Cultural Criticism Is a Tricky Business

Corey Robin’s essay on contemporary conservatism was published in 2011, five years before Pankaj Mishra’s The Age of Anger (See: https://www.goodreads.com/review/show...) and Mark Lilla’s The Shipwrecked Mind (See: https://www.goodreads.com/review/show...). The Reactionary Mind covers much of the same ground at a time when the contours of that ground were less clear than they have become. And, unlike the later books, it was written more for academic consumption than a popular or general literary audience. It is also a better book, quite an achievement given the merits of Mishra’s and Lilla’s obvious skills as writers and social observers.

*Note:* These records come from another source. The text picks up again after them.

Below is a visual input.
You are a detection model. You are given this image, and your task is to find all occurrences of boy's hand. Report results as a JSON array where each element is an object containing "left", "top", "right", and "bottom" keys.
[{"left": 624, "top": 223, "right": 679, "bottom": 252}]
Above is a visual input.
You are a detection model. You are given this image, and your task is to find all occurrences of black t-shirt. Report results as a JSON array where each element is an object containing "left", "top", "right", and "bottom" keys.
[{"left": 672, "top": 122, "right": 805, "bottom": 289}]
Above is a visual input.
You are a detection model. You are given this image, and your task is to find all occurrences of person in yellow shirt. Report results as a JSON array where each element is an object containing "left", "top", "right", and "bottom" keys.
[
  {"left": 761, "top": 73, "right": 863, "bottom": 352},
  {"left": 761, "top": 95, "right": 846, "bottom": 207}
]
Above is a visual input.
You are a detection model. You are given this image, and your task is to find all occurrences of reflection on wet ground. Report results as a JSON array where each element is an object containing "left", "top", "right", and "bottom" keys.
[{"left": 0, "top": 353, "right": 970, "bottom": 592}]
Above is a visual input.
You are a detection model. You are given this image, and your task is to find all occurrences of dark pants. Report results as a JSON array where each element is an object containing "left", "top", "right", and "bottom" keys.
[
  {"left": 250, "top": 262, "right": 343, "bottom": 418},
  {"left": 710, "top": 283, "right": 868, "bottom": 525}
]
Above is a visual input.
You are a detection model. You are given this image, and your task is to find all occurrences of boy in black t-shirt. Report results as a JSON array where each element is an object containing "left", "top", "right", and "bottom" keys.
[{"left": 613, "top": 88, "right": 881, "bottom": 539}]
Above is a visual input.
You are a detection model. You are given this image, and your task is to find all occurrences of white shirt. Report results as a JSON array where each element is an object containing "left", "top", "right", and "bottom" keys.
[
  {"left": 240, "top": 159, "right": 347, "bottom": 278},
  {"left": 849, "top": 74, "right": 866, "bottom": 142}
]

Unlike Mishra and Lilla, Robin’s analysis starts not with a judgment of a prevailing sentiment of the times - nostalgia for Lilla; ressentiment for Mishra - but with a timeless philosophical and sociological issue: power. For Robin, the perennial source of reactionary conservatism is the concern of those in power to maintain that power. He neatly encapsulates his entire thesis in a single phrase: “Conservatism is about power besieged and power protected.”

According to Robin’s line of argument, there is nothing new about today’s political situation - particularly, neither nostalgia nor ressentinent - which makes our current reactionary politics different except the identities of those who feel threatened by the extension of emancipatory freedom, and by implication, equality. The most intense critics of the ancien regime, whatever that happens to be, are present conservatives. He cites Burke and Maistre at length to make his point that conservative sentiment neither yearns for past glory nor resents the power lost through incompetence. That conservative fear should now be directed toward immigrants and atheists is not qualitatively different from that shown by the less recent immigrants and atheists of the 19th century towards their newly arriving God-fearing neighbors. What goes around comes around.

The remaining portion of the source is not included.